Methods and analysis

Study design

The proposed study is a multicentre, randomised, double-blind, placebo-controlled clinical trial that will be conducted at five hospitals, including one main centre (Xiyuan Hospital, China Academy of Chinese Medical Sciences) and four cooperation centres (Beijing Hospital of Integrated Traditional Chinese and Western Medicine, Beijing Chinese Medicine Hospital Pinggu Hospital, Beijing Huairou Hospital of TCM and Botou Hospital of TCM). This randomised, double-blind, placebo-controlled clinical trial will be conducted by a principal investigator, YZ. After obtaining written informed consent, the 148 participants will be randomly assigned to the intervention or control groups at a ratio of 1:1. This trial will comprise a 12-week intervention period and a 4-week follow-up period, in which participants will be monitored and evaluated via blood, urine and electrocardiography safety examinations. The study has been designed following the Standard Protocol Items for Clinical Trials with TCM29 and the guidelines for controlled trials of drugs for TTH.30 An overall flow diagram of the research procedure is shown in figure 1.

Figure 1

Flow chart of the study design. CXQW, Chaixiong Qiwei granule; FAS, full-analysis set; PPS, per-protocol analysis set; SAS, safety assessment set; TCM, traditional Chinese medicine.

Study population

Participant recruitment

Recruitment strategies will include advertisements on social media, print brochures and hospital outpatient consultations. Patients who consent to participate in the trial will be screened and diagnosed by the associate chief physicians and subsequently enrolled in the study on the provision of written informed consent. No restrictions will be enforced on the source of the patients (outpatients or inpatients). Patient enrolment commenced on 23 June 2021 and ended on 2 February 2023.

Inclusion criteria

  1. Patients meeting the diagnostic criteria for frequent episodic TTH.31

  2. Patients whose initial onset age was <50 years.
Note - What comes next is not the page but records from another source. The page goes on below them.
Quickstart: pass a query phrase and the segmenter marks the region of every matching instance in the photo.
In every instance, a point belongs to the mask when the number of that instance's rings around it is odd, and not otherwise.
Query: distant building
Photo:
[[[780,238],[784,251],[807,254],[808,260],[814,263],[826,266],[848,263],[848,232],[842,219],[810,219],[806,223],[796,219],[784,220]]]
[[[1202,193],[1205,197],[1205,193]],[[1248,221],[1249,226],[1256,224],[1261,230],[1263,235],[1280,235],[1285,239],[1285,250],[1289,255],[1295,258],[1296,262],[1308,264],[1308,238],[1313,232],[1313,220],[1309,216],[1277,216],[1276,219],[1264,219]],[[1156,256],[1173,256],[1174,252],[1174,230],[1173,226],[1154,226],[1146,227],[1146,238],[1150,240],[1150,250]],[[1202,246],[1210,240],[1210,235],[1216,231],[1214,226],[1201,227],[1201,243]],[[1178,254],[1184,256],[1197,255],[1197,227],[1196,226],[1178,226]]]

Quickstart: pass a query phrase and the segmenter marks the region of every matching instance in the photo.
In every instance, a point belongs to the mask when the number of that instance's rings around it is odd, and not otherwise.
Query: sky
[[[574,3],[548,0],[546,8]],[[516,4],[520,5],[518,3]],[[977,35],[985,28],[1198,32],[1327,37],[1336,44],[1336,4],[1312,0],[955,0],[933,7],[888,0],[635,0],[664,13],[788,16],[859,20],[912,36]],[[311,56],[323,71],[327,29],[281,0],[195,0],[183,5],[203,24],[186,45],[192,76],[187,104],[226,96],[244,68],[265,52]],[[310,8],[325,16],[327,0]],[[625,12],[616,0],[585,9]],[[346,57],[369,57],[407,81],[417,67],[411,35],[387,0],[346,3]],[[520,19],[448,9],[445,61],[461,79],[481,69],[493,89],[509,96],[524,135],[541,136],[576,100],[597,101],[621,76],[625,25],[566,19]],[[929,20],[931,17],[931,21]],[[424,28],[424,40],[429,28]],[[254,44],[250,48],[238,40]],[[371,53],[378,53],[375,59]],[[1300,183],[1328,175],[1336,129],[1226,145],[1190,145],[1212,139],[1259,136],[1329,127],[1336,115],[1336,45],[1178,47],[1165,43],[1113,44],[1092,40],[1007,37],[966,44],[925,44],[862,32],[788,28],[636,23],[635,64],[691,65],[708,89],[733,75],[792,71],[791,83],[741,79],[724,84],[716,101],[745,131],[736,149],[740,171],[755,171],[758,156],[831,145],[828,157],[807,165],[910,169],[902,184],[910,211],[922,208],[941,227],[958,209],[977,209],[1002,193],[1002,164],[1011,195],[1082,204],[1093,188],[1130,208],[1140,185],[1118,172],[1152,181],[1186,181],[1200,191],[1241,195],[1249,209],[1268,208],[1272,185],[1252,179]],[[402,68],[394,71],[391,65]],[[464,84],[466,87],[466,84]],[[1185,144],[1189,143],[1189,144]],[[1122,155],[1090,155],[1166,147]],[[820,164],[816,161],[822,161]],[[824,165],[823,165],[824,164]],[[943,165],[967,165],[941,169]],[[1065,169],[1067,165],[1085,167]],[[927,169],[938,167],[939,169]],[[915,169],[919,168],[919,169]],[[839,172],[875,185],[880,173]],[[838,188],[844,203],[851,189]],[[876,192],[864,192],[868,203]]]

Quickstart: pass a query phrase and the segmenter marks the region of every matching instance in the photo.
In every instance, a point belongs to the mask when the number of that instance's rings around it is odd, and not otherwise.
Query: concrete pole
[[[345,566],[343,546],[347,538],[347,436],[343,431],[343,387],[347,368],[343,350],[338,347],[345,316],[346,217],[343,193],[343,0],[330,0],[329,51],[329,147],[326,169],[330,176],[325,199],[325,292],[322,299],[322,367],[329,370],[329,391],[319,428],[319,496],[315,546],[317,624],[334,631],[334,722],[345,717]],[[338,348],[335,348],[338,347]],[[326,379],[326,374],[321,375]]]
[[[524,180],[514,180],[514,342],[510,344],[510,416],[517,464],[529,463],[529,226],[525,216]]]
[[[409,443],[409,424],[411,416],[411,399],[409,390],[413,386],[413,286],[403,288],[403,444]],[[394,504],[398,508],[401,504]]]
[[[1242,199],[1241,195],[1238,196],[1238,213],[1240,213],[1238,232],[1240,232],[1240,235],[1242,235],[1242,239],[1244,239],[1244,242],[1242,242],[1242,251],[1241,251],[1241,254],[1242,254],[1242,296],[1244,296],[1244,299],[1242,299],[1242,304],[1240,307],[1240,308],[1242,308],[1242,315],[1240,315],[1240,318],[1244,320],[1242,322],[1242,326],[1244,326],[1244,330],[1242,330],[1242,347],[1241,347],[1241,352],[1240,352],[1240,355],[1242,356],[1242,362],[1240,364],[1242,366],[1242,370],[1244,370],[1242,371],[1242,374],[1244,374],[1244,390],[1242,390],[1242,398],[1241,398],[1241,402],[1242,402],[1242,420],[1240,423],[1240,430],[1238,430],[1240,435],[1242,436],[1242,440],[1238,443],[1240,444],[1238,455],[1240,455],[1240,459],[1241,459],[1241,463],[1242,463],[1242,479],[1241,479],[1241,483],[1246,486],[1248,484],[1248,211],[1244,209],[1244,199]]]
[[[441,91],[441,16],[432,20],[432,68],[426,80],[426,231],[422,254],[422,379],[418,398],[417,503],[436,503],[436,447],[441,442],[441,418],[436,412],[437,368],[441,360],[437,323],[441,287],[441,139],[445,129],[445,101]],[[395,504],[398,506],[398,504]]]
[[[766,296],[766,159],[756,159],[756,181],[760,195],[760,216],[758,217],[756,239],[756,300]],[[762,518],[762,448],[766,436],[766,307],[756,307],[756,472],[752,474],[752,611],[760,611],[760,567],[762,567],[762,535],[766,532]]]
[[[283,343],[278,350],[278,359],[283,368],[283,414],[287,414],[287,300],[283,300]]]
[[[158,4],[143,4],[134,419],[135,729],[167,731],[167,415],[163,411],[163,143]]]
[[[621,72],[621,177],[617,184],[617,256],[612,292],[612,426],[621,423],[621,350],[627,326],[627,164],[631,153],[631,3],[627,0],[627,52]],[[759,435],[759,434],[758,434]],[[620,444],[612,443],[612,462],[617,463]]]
  3. Patients with a disease course >3 months and headache duration >5 days in the previous month.

  4. Patients aged 18–65 years.

  5. Patients who provided written informed consent.

Exclusion criteria

  1. Patients with TTH combined with migraine, cluster headache, other headache causes.

  2. Headache caused by systemic diseases, such as cardiovascular, acute infectious, blood, endocrine and metabolic diseases, allergic reactions and/or poisoning, among others.

  3. Headache caused by facial diseases, such as glaucoma, otitis media, sinusitis or pericoronitis of the wisdom teeth, among others.

  4. Headache caused by intracranial organic lesions, such as intracranial infections, brain tumours and subarachnoid haemorrhages, among others.

  5. Anxiety, Hamilton Anxiety Scale score ≥14 points.

  6. Depression, Hamilton Depression Scale score ≥17 points.

  7. Patients with abnormal liver and kidney function, exceeding two times or more the normal value.

  8. Patients identified as alcohol or drug dependent in the preceding 6 months.

  9. Patients with neurological diseases that potentially affect cognitive function, such as Alzheimer’s disease, severe Parkinson’s disease and encephalitis, among others.

  10. Women preparing for pregnancy and lactation or pregnant women.

  11. Patients who are allergic to the ingredients of the herbs used in this study.

  12. Patients participating in other clinical trials.

  13. Patients who could not comply with the study protocol.

Withdrawal criteria

  1. The development of new circumstances that render the participant unsuitable for continuing the trial.

  2. Participants who fail to continue due to the occurrence of serious adverse reactions during the study.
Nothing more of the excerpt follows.